Selon marché en date du 23 avril 2014, la maitrise d'œuvre d'exécution de ces travaux avait été confiée à la société CAP EXPERT, assurée auprès de la compagnie AXA France, et l’exécution des travaux de Terrassement, gros-œuvre, Assainissement et VRD a été réalisé par la société TERRE A BATIR, assurée auprès de la compagnie AXA France IARD.
La réception des travaux a été prononcée le 24 mars 2016.
Exposant avoir constaté un affaissement de leur terrain, et suivant exploits de commissaire de justice du 4 et 11 février 2025, auxquels il convient de renvoyer pour un plus ample exposé des faits, prétentions et moyens, Monsieur [P] [T] et Madame [U] [O] ont fait assigner devant le juge des référés du présent tribunal, la SAS TERRE A BATIR et la SA AXA FRANCE IARD, aux fins, à titre principal et sur le fondement des articles 145 du code de procédure civile, de désignation d’un expert judiciaire avec mission habituelle en pareille matière et notamment la mission détaillée dans l'assignation, outre de voir laisser les dépens à la charge de ceux qui les ont exposés
Sur l’assignation remise à l’étude de l’huissier, la SAS TERRE A BATIR n’a pas constitué avocat ni comparu à l’audience.

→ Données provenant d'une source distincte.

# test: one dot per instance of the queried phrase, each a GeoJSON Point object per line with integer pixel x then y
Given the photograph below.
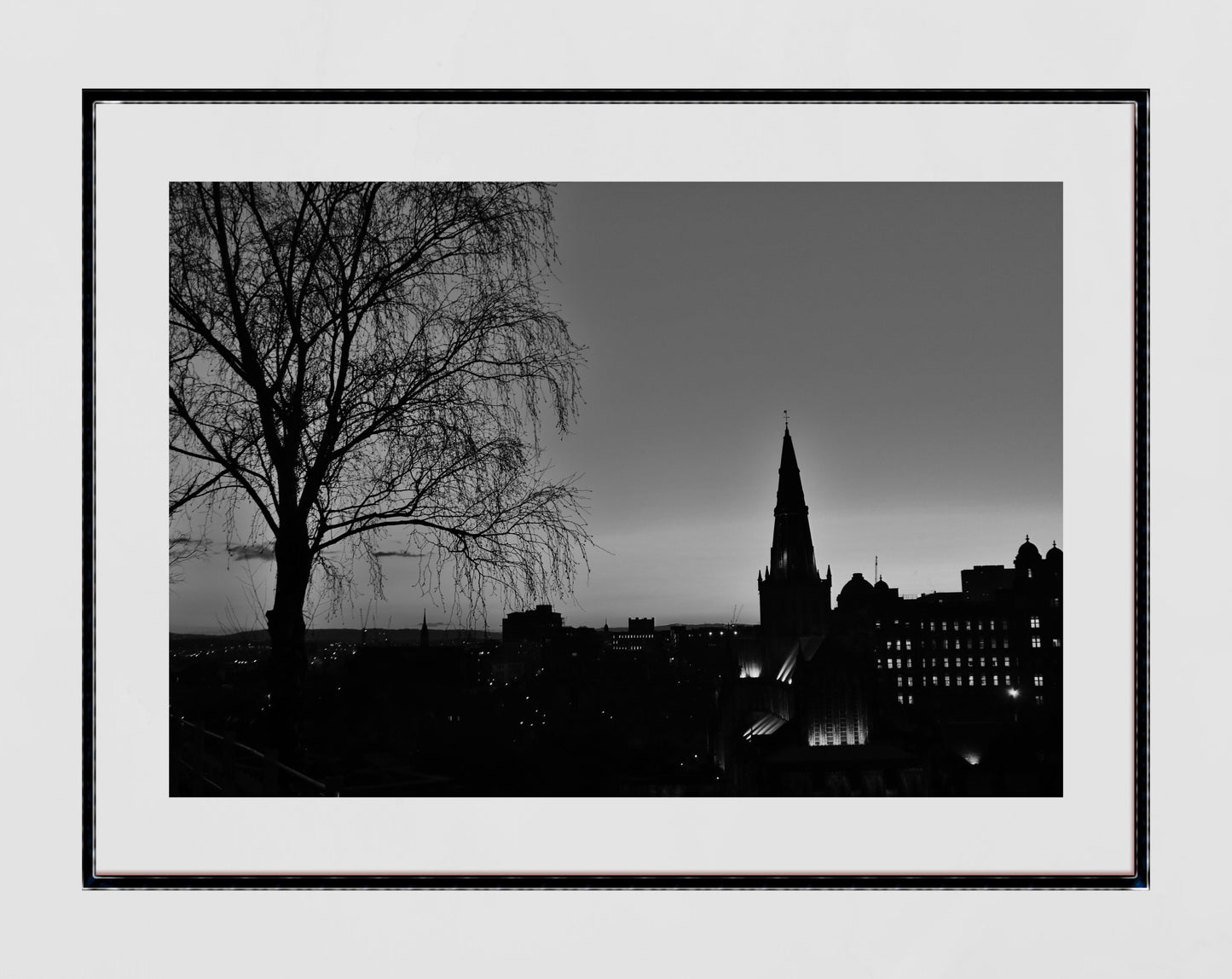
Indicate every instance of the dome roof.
{"type": "Point", "coordinates": [859, 587]}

La SA AXA FRANCE IARD formule oralement ses protestations et réserves.
L’affaire, enrôlée sous le n° RG 25/01182, a été appelée à l’audience du 5 mars 2025.
MOTIFS DE LA DECISION
Aux termes de l'article 474 du code de procédure civile, applicable à la procédure de référé : en cas de pluralité de défendeurs cités pour le même objet, lorsque l'un au moins d'entre eux ne comparaît pas, le jugement est réputé contradictoire à l'égard de tous si la décision est susceptible d'appel ou si ceux qui ne comparaissent pas ont été cités à personne. Lorsque la décision n'est pas susceptible d'appel et que l'une au moins des parties qui n'a pas comparu n'a pas été citée à personne, le jugement est rendu par défaut.
La présente décision, rendue en premier ressort, sera réputée contradictoire à l’égard des parties.
Il sera rappelé que les demandes de « déclarer », de « dire et juger », de « constater » et de « prendre acte » ne constituent pas des revendications au sens du code de procédure civile en sorte que le juge n’a pas à statuer sur les demandes formulées en ce sens.
L’article 145 du code de procédure civile permet à tout intéressé de solliciter en référé l’organisation d’une mesure d’instruction légalement admissible s’il existe un motif légitime de conserver ou d’établir avant tout procès la preuve de faits dont pourrait dépendre la solution d’un litige.
Pour l’application de ce texte, il doit être démontré l’existence d’un litige potentiel dont l’objet et le fondement juridique sont suffisamment caractérisés, et d’une prétention non manifestement vouée à l’échec.
Monsieur [P] [T] et Madame [U] [O] versent aux débats le contrat de travaux du 20 mai 2014 pour le lot terrassement signé par la SAS TERRE A BATIR, les devis en date des 6 mai 2014 et 2 juillet 2014 et les factures établis en date des 25 juin 2014, 22 juillet 2014, 25 novembre 2014, 28 octobre 2015, 25 janvier 2016 et 25 février 2016.
Ils produisent également aux débats le procès-verbal de réception des travaux signé le 24 mars 2016, le procès-verbal de constat d’huissier de justice établi en date du 18 décembre 2024 par Maître [X] [H], duquel il ressort la présence de désordres en relevant la présence d’un affaissement des terres et en constatant que certains blocs haut sortent de l’enrochement.